Latent Semantic Indexing: How Does the LSI Algorithm Work?

Google uses LSI to assess the meaning of the written content on your blog or website. Latent semantic indexing is a misnomer for ‘latent semantic analysis,’ a statistical analytical technique that can use character strings to determine the semantics of text – what that the text actually means.

Here we shall discuss some aspects of LSI that make you think differently about keywords and how you write your content. Keep in mind that Google is larger in the search traffic it gets that all the other search engines combined. Also, some of these others use Google data. That is why we focus on it.

Table of Contents Show

What is Latent Semantic Indexing?

Google’s objective is to provide its clients with the best information it can when they carry out a search. Google must therefore fully understand exactly what information searchers are looking for when they use keywords for information, and also how well each indexed web page provides that information.

Google’s latent semantic indexing (LSI) algorithm was developed to use the character strings in a document to establish its semantic relevance to the search term (keyword) used. In other words, to help establish the true meaning of the text on a blog post or web page.

The LSI algorithm considers all the constituent terms used in the text of a document to establish its true meaning in relation to the keywords employed. That is why it is important to be specific when searching for information on Google. If you use the word ‘Apache’ as a search term in Google, your first six results include the web server application, the Native American tribe, the apache helicopters and an oil and gas exploration company using that name.

You cannot assume that Google will return the same definition for the search term as you are thinking about. You must not only use your main keyword, but define its definition in relation to your use of it.

In the same way, if you use the concept of LSI in your text, then you can increase the potential for your page or blog post to be listed for this search term in the context in which you are using it. That is true, even if the text on your webpage or blog post does not mention the keyword ‘apache’ – or any other keyword you are using. Here is why.

LSI Involves Character String Analysis

The algorithm does not use a dictionary as we know it, but involves a complex statistical and mathematical analysis of the individual characters and character strings used in the text that makes up a particular web page. It is immaterial whether that is a blog page, a post, a full page on a website or even a post comment or forum string. LSI is used to evaluate the content of any individual file published on the web.

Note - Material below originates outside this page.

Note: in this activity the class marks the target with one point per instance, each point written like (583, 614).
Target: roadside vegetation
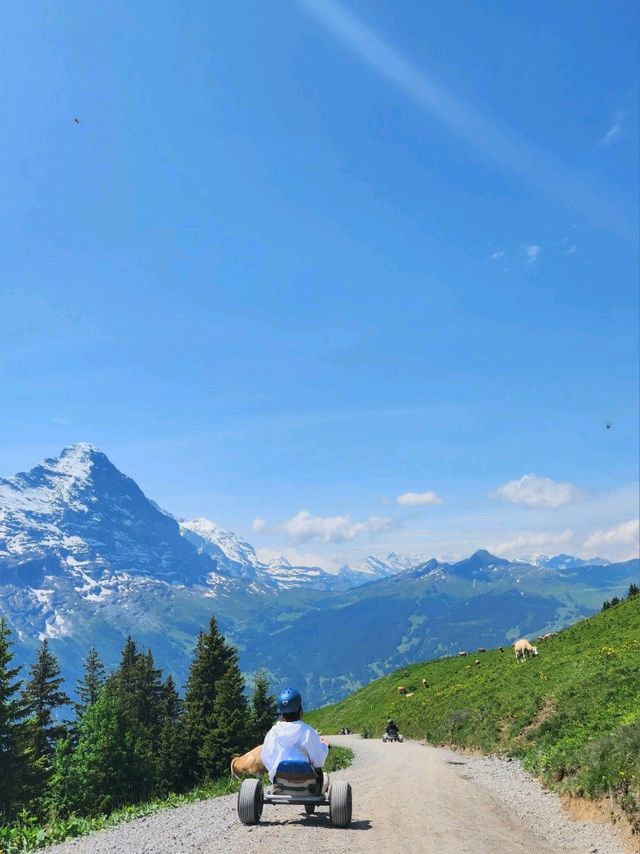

Because of this, Google has introduced a very powerful means of distinguishing between language, vocabulary and semantics. How do these differ? Here’s how:

Language: The word usually refers to the forms of written or spoken words specific to a certain country or community. Thus, the text string ‘pain’ means ‘bread’ in French, but not in English. Google cannot tell the difference unless it understands the language being used.

Vocabulary: This word refers to the words used within a specific language. It can also refer to the range of words known by a specific person within a language. ‘Bad language’ refers to use of vocabulary and not language. ‘Box’ is a word in English vocabulary, but that word has many meanings, leading us to:

Semantics: The same word can be used to mean many things. Thus the word ‘box’ can mean a container, to fight, to recite the points of a compass or a type of bush. Semantics refers to the meaning of words in a specific context. Bad language can express meaning very well – so may form effective semantics!

Syntax: The way in which words are combined in a sentence. Thus, the words ‘the dog bit the man’ could be expressed using different syntax as ‘the man bit the dog.‘ Before LSI Google could not distinguish the difference – it just detected the words.

Google’s LSI algorithm takes each of these factors into account. If you think deeply enough, you will be able to understand why keyword repetition is pointless, and why a low keyword density (KD) can provide you with better ranking results than a high KD.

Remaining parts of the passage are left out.